由佳って、長時間の勉強のせいか、常に見ている携帯のせいか、肩がかなり凝っている。やっぱり首回りかな、強めに揉んであげた。
「ああ……。気持ちいい……」
「由佳、ごめんね……」
「しょうがないね、許してあげるね」
「ありがとう……! サービスしてあげる」
由佳もいろいろ凝っているだろうと、肩以外もマッサージしてあげた。
「ああ、もう! くすぐったいって!」
先日、最初のクラス振り分けテストで、由佳とは当然だけど別のクラスになった。
別の学校の子もいるが、数人は見たことのある同級生もいた。多少なりと会話はしたが、結局は話しやすい由佳をお昼と一緒に食べた。
「ちびあいちゃん、講習はどうだった?」
「わかりやすくて何とかついて行っているかな。ありがとう。本当に助かっている」
由佳は頭も良いし、外見もかわいいし、内面も優しいし、いい子だな。由佳に助けられている部分は多いと思った。

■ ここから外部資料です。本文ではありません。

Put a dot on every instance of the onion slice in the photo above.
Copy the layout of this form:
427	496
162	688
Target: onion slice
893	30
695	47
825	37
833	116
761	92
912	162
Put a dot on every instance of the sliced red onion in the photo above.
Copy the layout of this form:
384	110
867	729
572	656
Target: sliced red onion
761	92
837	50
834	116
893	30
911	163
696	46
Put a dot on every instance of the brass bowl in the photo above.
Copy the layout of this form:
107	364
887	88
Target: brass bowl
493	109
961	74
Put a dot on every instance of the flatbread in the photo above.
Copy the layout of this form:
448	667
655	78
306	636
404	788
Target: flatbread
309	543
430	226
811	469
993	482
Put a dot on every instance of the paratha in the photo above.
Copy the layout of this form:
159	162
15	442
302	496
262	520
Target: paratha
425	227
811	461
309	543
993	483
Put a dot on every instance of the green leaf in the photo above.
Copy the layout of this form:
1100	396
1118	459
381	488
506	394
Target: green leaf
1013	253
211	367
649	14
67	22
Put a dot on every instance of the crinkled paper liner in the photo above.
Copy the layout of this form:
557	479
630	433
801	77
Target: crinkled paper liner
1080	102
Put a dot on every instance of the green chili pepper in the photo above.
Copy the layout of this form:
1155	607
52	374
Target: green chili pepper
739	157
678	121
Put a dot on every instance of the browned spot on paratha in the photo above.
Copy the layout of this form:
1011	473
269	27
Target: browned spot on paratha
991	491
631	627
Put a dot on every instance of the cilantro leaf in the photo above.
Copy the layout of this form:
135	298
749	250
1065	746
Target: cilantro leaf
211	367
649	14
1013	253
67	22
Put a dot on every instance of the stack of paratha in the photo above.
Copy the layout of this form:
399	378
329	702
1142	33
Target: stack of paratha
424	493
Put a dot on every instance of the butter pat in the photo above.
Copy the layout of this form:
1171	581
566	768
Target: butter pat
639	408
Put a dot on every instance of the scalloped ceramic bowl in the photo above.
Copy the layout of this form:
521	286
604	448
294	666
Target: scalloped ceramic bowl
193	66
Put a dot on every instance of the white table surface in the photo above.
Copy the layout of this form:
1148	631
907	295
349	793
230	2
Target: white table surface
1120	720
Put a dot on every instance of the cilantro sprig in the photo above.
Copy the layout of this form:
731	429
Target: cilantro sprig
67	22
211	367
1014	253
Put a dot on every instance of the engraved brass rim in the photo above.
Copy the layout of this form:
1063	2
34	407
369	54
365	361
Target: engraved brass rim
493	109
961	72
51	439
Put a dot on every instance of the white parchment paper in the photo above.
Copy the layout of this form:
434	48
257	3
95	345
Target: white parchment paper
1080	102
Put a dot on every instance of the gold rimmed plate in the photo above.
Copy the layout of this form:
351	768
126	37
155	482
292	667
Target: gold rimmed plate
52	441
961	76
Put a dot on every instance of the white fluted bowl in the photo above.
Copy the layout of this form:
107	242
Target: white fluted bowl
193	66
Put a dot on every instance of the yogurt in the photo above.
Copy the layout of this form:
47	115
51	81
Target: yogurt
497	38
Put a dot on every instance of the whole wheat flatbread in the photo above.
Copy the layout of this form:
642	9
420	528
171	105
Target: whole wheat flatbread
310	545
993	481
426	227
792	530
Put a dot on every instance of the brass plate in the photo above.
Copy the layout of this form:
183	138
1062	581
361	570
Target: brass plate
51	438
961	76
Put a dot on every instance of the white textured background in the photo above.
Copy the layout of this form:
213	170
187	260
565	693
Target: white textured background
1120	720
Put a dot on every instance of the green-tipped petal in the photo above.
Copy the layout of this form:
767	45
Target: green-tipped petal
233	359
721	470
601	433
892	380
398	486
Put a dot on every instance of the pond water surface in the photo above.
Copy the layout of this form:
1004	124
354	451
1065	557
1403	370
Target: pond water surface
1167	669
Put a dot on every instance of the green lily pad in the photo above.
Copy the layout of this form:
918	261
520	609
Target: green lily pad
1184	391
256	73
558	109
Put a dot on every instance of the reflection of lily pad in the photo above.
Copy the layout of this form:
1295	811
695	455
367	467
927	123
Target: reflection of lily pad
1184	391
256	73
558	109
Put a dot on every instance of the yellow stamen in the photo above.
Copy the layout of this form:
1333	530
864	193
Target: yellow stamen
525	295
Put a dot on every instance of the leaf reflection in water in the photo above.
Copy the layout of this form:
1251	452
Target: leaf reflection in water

「気にしなくていいのね。だって紹介キャンペーン……なんでもない」
「しょ、紹介キャンペーンって何! 私、聞いてないよ!」
お弁当のご飯を頬張っているところを構わず、由佳の体を揺すった。
やっと飲み込んだところで、由佳が白状した。
「……渡したチラシに書いてあったよね。だから、ちびあいちゃんは普通に入るより安いの!」
確かに、そんなことが書いてあったような気がする。
「も、もしかして、私以外にも誘ったの?」
「声をかけたのは……早智と翔子、あとは彩香に綾乃……。あとは——」
由佳から出てきた名前は、亜依以外のクラスの女子。だから数人、クラスの子もいたのか。早智と翔子は、それぞれいつも行っている塾に行くので断られたらしい。
由佳はずる賢い。もう由佳のことを優しいと思わない。
夕方、講習が終わると、由佳はジュースを奢ってくれた。
「……由佳に填められた」
「騙したわけじゃないし、ちびあいちゃんだって得したでしょ」
私は納得せざるを得なかった。由佳のおかげで、少しでも安く夏期講習に参加できたのだから。
二階のベランダに出て外を眺めならジュースを飲んでいたが、少し涼しい風が入ってきた。
「ちびあいちゃんって、将来の夢ってあるの?」
ふと由佳が聞いてきた。高校を出た後の進路の話。
私は、亜依と一緒にあいじょに行きたい。ただ、それより先のことなんて考えてなかった。
「まだ、特に決めてないかな……。由佳は?」
「特に決めてない。けど、誰かと同じ道は歩きたくないね。自分は自分だもん」
「そっか……」
なんとなく、由佳が言いたいことが少し理解できそうだった。
スカートがふんわりと舞うくらいの風が吹いて、由佳からいい香りが漂ってきた。
由佳って、いい匂いがする。お花のような甘い香りのような……。
「由佳って、シャンプー何使っているの?」
「秘密。絶対に教えない!」
由佳は嬉しそうに笑いながらごまかした。その姿を見て、私は改めて思った。
由佳って、外見も内面も本当にかわいい子だな。